Uncertainty around how the new enforcement measures will be carried out on the local level is already rattling immigrant communities. ICE agents sparked panic in San Francisco last month after they mistakenly stormed a building with a preschool on site while on the hunt for an undocumented immigrant whom they say is a convicted sex offender. Former Mission District Supervisor David Campos called the incident “unusual.”

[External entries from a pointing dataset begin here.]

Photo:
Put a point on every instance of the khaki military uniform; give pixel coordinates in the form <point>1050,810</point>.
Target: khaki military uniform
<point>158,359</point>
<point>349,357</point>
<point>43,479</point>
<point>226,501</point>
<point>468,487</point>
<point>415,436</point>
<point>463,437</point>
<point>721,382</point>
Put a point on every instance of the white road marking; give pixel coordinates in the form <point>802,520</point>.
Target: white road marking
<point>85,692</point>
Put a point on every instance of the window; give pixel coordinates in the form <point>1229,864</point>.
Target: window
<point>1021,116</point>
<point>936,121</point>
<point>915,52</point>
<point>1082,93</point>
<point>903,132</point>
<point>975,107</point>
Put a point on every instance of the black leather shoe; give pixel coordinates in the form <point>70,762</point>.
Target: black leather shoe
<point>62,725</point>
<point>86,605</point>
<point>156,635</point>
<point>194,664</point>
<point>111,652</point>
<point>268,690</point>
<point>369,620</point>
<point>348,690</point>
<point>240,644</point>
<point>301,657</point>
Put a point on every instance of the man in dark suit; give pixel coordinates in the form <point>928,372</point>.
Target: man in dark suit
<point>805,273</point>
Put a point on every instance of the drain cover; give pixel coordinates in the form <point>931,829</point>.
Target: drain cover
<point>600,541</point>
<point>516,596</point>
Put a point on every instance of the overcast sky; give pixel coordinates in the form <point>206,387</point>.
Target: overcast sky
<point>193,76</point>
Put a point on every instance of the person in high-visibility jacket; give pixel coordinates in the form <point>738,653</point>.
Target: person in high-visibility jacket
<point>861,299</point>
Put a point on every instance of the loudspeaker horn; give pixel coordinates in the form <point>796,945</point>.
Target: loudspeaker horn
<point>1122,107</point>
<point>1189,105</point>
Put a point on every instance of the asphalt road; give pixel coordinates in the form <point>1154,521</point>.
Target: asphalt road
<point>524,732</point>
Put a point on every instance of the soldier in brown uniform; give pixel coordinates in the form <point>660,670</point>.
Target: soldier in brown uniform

The aggressive enforcement measures stand to test resources that are already maxed out to the limit, with immigrant detainee totals estimated to top 47,000 by mid-2017, The Wall Street Journal reports—far above levels funded through Congress. ICE has already secured new detention space at three new facilities within the last several months by contracting out private, for-profit prison companies to begin housing new immigrants. A facility in Georgia is set to hold 780 immigrant detainees, while another private prison based in Ohio will have the capacity to hold 2,000 early this year. A final location is planned in Cibola, New Mexico, where a private-run detention center will hold up to 1,116 immigrants, said ICE spokeswoman Jennifer Elzea.
The federal government has long relied on partnerships with local jails to cut down on transportation costs and shore up detention space in remote regions. It’s an economic boom for cash-strapped municipalities that are paid out at a daily rate to house immigrants for indefinite periods—Hodgson boasts that his local immigrant detention operations generate millions of dollars in revenue each year. In regions that have large vacancies in their jails or detention centers, like the Baltimore suburb of Anne Arundel County, lucrative deals are becoming hard to pass up.
“The county had been approached numerous times about housing individuals that ICE has detained,” said Owen McEvoy, a spokesman for the Anne Arundel County executive. Plans to lease out detention space there have been met with resistance from local leaders who voiced unease with the prospect of potentially profiting off detaining undocumented immigrants. It matches a growing trend in regions across the country wanting to send a more welcoming message to its local undocumented immigrant communities.
One major difficulty in these agreements is finding locations able to hold immigrants in the civil detention system, not punitive, meaning they are afforded greater freedoms than inmates held in prisons on criminal convictions. However, activists charge that this line is often blurred.
Fainot Pierre, a Haitian-American student and U.S. Army veteran, has been actively seeking assistance for Haitian immigrants after finding that more than 130 of them were being held in the Otero County Prison Facility in New Mexico. The Department of Homeland Security had suspended deportations of Haitian immigrants in the wake of a series of natural disasters that struck the country. But last September, the administration said it would resume removals “on a more regular basis.”
Pierre scrambled to find them legal help and access to translation services, but instead he witnessed what happens to many immigrants shuttled through state or locally-operated facilities—nearly all were deported within weeks of their arrival.